TRÊS: SOMBRAS DO CORAÇÃO - Gilvanícila e as lembranças do pai, coisa boa no coração. Não entendia
a mãe só aos maus tratos, ruindade injustificável com ela, só sendo, mas por
que seria, queimava de interrogações. Não havia ideia alguma que lhe desse a
razão de tanto desprezo por parte da mãe, nem queria vê-la. Pode? Mas desconfiou
do tio que esquecera na marra, doía demais o que passou.
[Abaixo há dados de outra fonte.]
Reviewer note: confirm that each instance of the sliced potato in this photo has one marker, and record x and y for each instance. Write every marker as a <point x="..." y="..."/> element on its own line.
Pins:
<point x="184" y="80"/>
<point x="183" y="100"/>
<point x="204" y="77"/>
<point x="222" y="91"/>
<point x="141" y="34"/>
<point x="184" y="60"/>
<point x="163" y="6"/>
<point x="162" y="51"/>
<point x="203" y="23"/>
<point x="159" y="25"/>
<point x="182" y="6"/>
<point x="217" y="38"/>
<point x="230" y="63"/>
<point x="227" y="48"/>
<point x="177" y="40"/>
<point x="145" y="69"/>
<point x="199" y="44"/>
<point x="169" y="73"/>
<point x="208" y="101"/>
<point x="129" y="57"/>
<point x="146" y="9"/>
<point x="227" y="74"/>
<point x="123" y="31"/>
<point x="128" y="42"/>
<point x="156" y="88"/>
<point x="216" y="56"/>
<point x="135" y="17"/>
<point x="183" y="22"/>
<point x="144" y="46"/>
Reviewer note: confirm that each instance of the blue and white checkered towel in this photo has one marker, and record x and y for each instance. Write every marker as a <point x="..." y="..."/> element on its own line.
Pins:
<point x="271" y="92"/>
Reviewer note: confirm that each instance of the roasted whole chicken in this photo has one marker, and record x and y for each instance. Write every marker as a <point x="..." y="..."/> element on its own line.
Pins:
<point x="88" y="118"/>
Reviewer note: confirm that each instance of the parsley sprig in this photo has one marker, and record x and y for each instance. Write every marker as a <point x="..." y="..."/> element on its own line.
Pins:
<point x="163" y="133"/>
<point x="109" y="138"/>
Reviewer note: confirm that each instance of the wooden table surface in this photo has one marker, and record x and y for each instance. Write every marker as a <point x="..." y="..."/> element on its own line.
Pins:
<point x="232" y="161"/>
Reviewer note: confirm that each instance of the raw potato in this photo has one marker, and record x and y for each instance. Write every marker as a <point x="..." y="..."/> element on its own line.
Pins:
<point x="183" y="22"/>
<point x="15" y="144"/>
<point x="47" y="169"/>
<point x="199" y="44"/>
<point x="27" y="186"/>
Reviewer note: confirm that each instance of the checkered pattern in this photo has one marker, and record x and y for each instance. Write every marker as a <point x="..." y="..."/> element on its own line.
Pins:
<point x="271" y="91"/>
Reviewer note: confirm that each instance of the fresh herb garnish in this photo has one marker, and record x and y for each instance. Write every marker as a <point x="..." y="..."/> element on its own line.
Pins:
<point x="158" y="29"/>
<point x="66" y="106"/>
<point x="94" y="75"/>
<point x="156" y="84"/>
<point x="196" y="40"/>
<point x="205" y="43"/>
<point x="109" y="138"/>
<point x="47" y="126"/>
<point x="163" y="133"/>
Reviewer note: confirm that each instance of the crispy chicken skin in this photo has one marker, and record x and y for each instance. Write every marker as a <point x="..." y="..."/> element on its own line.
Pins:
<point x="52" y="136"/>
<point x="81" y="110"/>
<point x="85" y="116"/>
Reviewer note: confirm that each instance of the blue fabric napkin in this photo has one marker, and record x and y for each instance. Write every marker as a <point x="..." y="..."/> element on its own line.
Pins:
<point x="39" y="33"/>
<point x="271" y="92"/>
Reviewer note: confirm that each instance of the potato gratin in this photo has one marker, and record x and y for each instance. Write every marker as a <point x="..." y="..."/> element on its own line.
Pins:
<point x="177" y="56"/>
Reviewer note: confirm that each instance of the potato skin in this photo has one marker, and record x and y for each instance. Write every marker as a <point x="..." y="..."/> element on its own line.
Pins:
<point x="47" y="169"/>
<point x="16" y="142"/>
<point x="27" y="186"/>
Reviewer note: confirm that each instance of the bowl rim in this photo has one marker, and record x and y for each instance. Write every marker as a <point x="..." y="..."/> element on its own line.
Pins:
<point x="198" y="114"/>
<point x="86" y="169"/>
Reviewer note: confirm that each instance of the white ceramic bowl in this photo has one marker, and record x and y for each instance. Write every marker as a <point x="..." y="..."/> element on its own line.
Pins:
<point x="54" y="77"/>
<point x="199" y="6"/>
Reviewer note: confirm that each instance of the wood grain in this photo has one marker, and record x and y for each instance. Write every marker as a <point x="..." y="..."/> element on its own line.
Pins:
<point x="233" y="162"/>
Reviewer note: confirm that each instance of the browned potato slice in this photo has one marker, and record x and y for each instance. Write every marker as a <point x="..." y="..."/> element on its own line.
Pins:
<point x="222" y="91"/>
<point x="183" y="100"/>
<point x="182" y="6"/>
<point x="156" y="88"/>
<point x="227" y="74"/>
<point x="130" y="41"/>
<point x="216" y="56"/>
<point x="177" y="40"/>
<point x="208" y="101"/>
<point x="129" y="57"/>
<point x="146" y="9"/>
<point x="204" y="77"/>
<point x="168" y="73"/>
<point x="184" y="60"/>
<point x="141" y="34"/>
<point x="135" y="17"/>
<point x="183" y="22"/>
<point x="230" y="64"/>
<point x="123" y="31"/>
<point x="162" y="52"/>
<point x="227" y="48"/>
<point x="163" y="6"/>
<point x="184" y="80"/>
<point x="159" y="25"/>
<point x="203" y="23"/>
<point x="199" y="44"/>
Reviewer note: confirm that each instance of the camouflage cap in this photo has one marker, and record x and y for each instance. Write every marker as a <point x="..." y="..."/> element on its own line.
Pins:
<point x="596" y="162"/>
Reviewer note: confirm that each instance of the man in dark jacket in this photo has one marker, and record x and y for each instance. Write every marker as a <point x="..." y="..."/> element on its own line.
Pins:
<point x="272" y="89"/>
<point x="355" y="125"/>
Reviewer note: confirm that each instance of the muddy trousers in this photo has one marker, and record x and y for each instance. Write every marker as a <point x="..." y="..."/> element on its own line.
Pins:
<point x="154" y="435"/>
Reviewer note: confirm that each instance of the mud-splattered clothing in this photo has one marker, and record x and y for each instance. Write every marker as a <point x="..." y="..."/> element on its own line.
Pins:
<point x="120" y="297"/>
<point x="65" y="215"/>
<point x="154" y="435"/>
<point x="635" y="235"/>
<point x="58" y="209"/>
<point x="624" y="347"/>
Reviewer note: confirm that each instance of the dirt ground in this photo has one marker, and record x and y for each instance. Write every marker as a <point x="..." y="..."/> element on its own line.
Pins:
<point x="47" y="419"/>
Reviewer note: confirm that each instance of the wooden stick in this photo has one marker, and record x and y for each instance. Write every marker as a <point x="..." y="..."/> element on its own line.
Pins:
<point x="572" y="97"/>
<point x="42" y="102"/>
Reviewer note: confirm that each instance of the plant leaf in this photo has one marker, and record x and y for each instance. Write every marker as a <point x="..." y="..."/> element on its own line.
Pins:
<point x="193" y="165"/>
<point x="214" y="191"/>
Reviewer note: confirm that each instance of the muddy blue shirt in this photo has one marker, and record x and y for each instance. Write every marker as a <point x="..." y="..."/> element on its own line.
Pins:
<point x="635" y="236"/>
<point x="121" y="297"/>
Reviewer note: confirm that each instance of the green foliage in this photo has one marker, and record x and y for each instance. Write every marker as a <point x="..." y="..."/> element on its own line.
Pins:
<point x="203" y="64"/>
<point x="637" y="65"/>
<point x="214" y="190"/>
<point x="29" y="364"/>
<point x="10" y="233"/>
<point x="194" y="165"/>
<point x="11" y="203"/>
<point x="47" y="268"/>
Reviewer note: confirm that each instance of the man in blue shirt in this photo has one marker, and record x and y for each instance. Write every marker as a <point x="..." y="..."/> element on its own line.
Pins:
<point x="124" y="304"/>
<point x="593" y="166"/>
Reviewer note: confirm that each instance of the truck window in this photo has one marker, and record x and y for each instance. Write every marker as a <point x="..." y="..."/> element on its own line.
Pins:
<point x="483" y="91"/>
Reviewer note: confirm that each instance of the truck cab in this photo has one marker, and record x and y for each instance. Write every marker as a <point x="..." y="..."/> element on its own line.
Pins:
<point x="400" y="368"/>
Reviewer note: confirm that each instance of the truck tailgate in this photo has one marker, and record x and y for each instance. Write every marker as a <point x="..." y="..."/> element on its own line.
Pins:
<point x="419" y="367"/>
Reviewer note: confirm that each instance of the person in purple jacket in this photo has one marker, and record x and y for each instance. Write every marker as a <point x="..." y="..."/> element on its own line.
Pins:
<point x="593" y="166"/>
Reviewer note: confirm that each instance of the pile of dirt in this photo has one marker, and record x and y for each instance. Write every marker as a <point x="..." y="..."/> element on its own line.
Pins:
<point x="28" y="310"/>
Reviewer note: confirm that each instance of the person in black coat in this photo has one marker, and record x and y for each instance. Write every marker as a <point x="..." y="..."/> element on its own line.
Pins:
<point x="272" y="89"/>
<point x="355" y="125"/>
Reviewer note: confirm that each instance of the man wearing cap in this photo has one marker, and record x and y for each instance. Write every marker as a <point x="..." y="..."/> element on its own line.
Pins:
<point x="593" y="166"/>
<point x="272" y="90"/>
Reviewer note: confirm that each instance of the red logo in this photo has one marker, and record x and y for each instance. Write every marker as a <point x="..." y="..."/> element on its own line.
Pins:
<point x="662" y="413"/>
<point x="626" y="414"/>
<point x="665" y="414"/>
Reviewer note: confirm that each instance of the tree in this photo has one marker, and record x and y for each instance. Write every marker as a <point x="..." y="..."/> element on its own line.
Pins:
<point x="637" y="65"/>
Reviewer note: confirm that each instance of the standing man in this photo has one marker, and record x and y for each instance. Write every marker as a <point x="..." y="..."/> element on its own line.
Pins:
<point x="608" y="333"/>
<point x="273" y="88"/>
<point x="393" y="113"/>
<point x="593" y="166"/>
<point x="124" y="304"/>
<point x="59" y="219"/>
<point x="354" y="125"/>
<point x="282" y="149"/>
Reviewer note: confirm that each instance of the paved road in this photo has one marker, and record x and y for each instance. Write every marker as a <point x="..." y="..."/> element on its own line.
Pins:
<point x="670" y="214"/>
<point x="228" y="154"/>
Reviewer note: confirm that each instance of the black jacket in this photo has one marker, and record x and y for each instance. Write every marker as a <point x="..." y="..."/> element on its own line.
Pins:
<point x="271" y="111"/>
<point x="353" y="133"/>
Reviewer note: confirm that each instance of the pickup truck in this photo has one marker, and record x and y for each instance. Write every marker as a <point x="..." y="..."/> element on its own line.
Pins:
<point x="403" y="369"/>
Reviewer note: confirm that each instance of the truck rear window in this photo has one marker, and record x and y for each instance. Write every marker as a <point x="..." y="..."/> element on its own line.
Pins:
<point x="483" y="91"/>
Era como se ela fosse Camille O’Sullivan pronta para o The rape of Lucrece: a batalha na noite
de Ardea, enquanto Tarquin e a lindeza dela, a entretia com os feitos
historiados, o desejo dilacerando escondido nele e a invasão do quarto enquanto
ela dormia. Acordou amedrontada com a mão intrusa em seu seio: ou cede ou
morrerá. Isso não, me poupe; inexorável, enfim estuprada. Dela, uma carta para
Collatine voltar como se fosse seu pai salvador. Não teve coragem de contar, a
mãe vingativa que depôs. E uma faca suicida prestes a derramá-la com todas as
culpas do mundo para o pentâmetro iâmbico de rima real e mais de mil oitocentos
e cinquenta e cinco versos, duzentas e sessenta estrofes de sete versos. Era tudo
muito pouco, não fosse o pai sucumbir na hora exata da delação: Ah, meu pai,
por que você me abandonou? O tio era um monstro escorraçado, fez de tudo para apagá-lo
do seu sofrimento, dá-lo por inexistente, nunca visto nem sabido. Só na hora da
mãe às últimas no hospital, teve ciência de tudo. Guardando-se em suas sombras, disse-me usando das
palavras do escritor estadunidense Lyman Frank Baum (1856-1919): Existem coisas piores no mundo do que ser um espantalho. Não há ser vivo que não tenha medo quando
enfrenta o perigo. A verdadeira coragem é enfrentar o perigo quando se tem medo.
Despetalada em
lágrimas, recostou-se ao meu ombro solidário. Até mais ver.